Moreover, socialists seem to believe that all they have to do is order businesses to hire people and it'll be done. After all, that's what happens in every other area of government: the rulers make the laws and regulations and everyone must obey or face huge fines or possibly jail time.

Most pols don't understand that businesses don't exist to provide jobs or generate tax revenue for them to spend. They certainly do those things, of course, but only incidentally to their main function.

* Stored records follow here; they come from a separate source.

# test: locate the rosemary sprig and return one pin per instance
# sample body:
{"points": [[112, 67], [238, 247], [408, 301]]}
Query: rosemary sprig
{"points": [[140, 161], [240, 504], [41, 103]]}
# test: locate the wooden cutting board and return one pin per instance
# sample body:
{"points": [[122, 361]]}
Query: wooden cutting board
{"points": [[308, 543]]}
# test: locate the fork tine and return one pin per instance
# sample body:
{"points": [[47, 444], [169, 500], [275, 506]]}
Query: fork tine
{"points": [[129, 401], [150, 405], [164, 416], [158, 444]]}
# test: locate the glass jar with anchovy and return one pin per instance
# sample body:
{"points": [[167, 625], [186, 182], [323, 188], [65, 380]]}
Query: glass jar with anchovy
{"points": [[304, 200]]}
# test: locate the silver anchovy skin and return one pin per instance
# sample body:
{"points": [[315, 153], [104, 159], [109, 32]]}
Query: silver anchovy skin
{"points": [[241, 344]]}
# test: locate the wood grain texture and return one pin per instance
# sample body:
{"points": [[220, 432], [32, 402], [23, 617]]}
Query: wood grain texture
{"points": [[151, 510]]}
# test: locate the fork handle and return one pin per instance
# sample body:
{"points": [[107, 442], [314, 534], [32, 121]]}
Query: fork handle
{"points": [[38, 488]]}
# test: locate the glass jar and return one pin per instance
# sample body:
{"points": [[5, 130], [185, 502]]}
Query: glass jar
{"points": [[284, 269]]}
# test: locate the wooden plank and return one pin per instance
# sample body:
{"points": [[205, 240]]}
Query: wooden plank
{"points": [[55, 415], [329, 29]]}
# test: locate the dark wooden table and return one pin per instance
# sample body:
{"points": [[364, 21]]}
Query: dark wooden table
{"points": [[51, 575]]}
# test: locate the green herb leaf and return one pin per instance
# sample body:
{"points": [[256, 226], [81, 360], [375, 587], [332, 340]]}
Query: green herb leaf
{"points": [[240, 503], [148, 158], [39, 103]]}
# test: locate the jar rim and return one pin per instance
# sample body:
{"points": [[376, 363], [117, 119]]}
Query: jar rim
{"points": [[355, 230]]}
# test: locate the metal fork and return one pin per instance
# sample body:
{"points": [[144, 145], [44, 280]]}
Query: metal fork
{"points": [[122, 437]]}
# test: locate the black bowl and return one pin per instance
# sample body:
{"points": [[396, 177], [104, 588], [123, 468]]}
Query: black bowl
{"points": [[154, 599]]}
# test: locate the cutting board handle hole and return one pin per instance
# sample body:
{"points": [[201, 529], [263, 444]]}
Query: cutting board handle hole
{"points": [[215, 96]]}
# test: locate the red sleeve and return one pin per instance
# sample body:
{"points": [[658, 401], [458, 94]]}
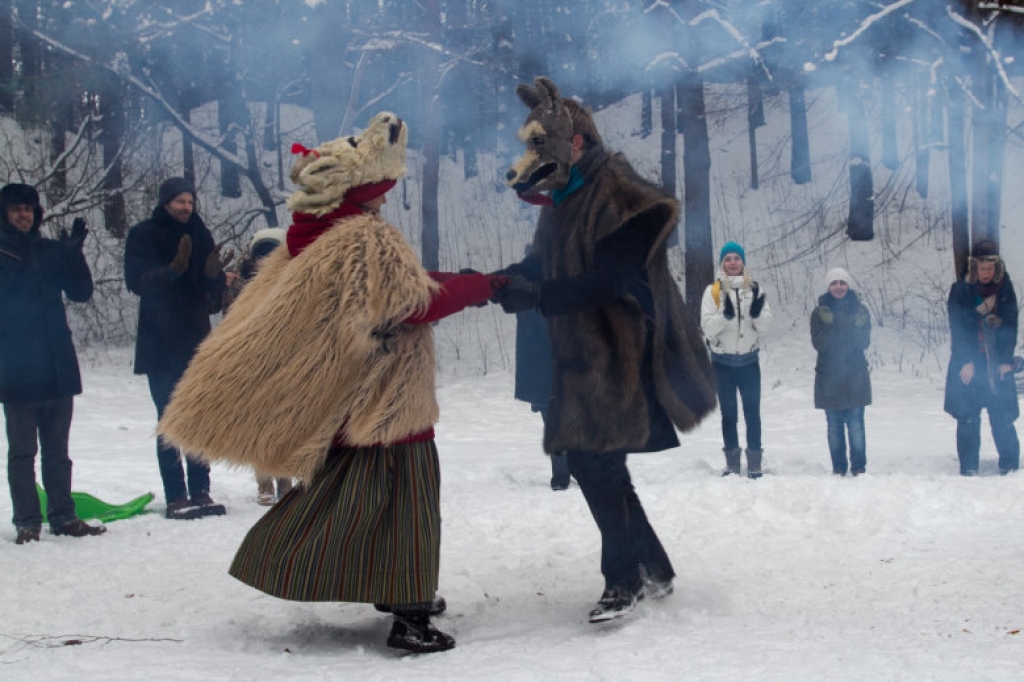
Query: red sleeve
{"points": [[456, 293]]}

Because Americans have always lived with freedom and free enterprise, most of us don't see what a boon it is to have hundreds of thousands of small businesses that fulfill virtually every possible consumer need or desire. And of course Hollywood has made eeevil businessmen the villain in countless movies and television shows for decades. Thus roughly half of Americans seem to be fairly hostile to business.

I doubt that Dems/socialists/"progressives" (what a beautiful piece of misleading naming that last one is!) will ever abandon their animosity to business and free enterprise, but with luck a few more elections like last Tuesday's may make that irrelevant.

Dem revisionist history, episode 84

Dictators and thugs often try to re-write history to make themselves look better. They count on people not having a sharp memory of events that happened more than a couple of years ago. And it usually works.

In a story pushing the expected call for "bipartisanship" after the overwhelming GOP sweep, The Hill reported a leftist Dem congressman calling for Republicans to "disavow" the impeachment of Bill Clinton, as follows:
On the day after Republicans reclaimed control of Congress, a Democratic lawmaker said he will introduce a measure that would "disavow" the impeachment of former President Clinton.

Rep. Chaka Fattah (Pa.) said that the resolution is necessary so that Democrats and Republicans can work together in a bipartisan fashion.

The last time they were in power House Republicans impeached Clinton for allegedly perjuring himself over his supposed affair with White House intern Monica Lewinsky. Clinton, only the second president in history to be impeached, was eventually acquitted at trial in the Senate.

Did you catch the revision of history? First the writer implies that Clinton's proven perjury didn't actually occur but was merely "alleged." Second, he (she?) states that Clinton was "acquitted" by the Senate trial. Any normal meaning of the word would suggest that the senate "jury" found that Clinton didn't commit perjury. In fact the senators made no such finding.

It should be an eternal shame to the Dems that they voted to let Clinton remain in office despite finding that he had in fact lied in sworn testimony in a legal case--which is perjury, and a felony.

That piece of political whoredom--Senate Democrats voting to put their party's power above the law--hugely damaged the idea that all are equal under our laws, as it proved what most people suspected: that powerful people are effectively above the law--that laws that apply to "ordinary" Americans don't apply to them.

I have no problem with sexual fun between consenting parties. But I hate it when partisan journo-whores try to rewrite history to whitewash the errors their party made in the past--not the dalliance but the totally partisan vote to retain a perjuring president in office.

Oh, and for the record, I find the sudden post-election interest in bipartisanship...predictable and amusing.